When his wife Carmella died five years ago, Joseph Sarracino wanted to help his 7-year-old son Joey cope with the loss. Both were devastated, but the Tampa-based father was at least distracted by a new mission: Making sure grief didn’t consume his son. That’s how Joseph Sarracino, late-fifties, slightly overweight, a maintenance man at a retirement community, found his way into the wrestling ring.
Joey had always been big wrestling fans so it wasn’t unusual that he and his father were planning to attend a local event a couple months after Carmella’s passing. What Joey didn’t know was that his father had made a few calls. During the match, the announcer called a shocked Joey to the ring and explained what he was going through. Before long, the entire crowd was chanting his name to show their support. Joey was in such a state of shock that he couldn’t lift his head. As for Joseph? He was crying.

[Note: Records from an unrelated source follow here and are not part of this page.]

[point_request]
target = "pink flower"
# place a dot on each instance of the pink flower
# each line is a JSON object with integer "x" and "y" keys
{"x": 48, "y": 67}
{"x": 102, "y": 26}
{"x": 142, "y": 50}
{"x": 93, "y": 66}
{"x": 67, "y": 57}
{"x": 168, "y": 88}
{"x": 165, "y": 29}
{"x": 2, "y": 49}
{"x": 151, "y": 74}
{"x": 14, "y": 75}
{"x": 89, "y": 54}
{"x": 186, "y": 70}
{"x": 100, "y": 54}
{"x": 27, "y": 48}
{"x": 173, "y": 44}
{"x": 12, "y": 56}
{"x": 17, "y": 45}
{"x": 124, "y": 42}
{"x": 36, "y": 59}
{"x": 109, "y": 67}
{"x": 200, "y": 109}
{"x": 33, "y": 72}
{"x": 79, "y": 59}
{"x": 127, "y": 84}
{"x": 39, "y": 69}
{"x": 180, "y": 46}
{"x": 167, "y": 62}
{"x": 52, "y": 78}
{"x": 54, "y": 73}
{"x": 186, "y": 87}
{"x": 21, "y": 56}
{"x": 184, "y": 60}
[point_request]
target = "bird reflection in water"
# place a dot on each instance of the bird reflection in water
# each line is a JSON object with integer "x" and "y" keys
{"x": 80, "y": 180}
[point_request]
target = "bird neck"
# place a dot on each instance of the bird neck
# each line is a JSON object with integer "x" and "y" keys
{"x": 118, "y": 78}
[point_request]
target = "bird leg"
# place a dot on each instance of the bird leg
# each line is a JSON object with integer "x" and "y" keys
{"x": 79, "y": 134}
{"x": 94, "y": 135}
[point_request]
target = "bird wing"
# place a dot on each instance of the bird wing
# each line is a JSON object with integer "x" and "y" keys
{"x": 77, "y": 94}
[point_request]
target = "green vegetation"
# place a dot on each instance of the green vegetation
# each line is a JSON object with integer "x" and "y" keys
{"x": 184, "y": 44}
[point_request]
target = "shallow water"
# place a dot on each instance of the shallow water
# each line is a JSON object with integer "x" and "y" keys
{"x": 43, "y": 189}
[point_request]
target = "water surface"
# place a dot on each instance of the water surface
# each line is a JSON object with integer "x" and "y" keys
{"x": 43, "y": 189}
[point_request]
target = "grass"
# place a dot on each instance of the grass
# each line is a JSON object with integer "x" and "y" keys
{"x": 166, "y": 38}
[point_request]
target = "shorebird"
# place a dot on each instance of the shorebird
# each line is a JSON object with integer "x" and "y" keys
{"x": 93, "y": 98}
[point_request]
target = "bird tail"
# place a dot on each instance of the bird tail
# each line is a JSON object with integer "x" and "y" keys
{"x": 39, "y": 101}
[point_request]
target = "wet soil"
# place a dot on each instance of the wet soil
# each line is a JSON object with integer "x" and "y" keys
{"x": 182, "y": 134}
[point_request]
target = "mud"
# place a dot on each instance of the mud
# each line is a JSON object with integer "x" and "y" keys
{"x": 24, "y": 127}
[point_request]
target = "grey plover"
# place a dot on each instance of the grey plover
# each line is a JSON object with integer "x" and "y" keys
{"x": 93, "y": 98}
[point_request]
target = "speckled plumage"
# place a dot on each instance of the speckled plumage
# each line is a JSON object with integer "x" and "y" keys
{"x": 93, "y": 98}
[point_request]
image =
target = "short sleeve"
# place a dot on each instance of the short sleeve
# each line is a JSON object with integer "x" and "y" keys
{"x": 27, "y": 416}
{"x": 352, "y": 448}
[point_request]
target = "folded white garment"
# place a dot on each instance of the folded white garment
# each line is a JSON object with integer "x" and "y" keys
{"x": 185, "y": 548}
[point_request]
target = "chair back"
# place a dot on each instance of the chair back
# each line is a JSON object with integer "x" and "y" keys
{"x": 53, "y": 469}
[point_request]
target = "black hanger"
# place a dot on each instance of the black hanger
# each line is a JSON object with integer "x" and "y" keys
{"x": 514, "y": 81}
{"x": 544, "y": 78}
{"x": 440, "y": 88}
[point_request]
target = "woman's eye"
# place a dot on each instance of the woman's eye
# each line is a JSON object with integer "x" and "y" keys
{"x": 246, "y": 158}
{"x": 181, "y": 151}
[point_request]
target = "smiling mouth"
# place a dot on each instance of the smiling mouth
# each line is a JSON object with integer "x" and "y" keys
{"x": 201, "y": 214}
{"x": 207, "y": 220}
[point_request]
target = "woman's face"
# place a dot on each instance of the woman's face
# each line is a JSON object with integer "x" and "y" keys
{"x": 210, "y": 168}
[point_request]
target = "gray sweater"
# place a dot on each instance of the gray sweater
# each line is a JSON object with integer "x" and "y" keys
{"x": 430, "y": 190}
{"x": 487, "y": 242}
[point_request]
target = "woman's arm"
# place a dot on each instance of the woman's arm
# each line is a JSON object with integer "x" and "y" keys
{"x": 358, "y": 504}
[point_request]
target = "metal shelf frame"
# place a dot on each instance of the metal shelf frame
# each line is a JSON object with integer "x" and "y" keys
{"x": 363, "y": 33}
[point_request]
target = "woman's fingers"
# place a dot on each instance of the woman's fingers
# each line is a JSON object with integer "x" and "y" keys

After that moment, Joseph made matches into a ritual. Before each, he would try to contact organizers to see if there was a way for his son to see some of his favorites. Joey met several of his idols, including WWE Chairman Vince McMahon at Wrestlemania 29. And, slowly, he began to be a kid again. Over the next few years, the duo went to dozens of events together. It gave them something to talk about and kept them together. Joseph knew it would make memories.
“When I was eight, I remember visiting my grandparents in Burgettstown, Pennsylvania and they would start up their little black and white television and put on wrestling matches,” Joseph says.
That’s why he doubled down. Joseph went to his friend Mike McClaskey, a retired pro wrestler, and informed him that he was interested in wrestling. The reaction was dismissive. McClaskey, a good friend, bluntly told him he’d be better off and safer trying to become a referee or manager instead. But a chance meeting with legendary wrestling trainer Frank Reyes convinced Joseph to try out. Reyes told him that he could have a shot if he was willing to put in the work. Joseph started training.
Joseph admits that when he first told Joey he wanted to try wrestling, he worried his son “was going to be embarrassed by his old dad.” But instead, his son was excited by the thought of his old man getting to wrestle. Joey soon became his de facto trainer.
“Joey had to be part of it,” Joseph explains. “Fortunately, he was more than ready to make sure I was putting in the work.”
Joseph says there were moments when, during the exhaustive training, he felt like quitting. But Joey wouldn’t let him. “He would always be checking in and motivating me to hop on the treadmill,” Joseph says.
After a few months of practice, Joseph had a tryout at The Legendary Professional Wrestling Academy in Tampa. To the surprise of all concerned, it went well. Joseph Sarracino, 60-years-old, still slightly overweight, still a maintenance man at the retirement community, was a wrestler.
For now, Joseph remains in training. He expects to be in fight shape by early next year. “So far, so good,” he laughs, “but obviously I am a 60-year-old guy who could really get hurt. Still, he’s happy to have a fight and something to fight for.
Does Joseph think he’s going to get called up to the WWE? Of course not. He’s a reasonable man and well aware that the squared circle belongs to younger athletes. Also, it doesn’t matter. Joseph just wanted to give his son something to root for — something improbable to believe in. That turned out to be him. His career on the mat is already a success, but it isn’t over yet.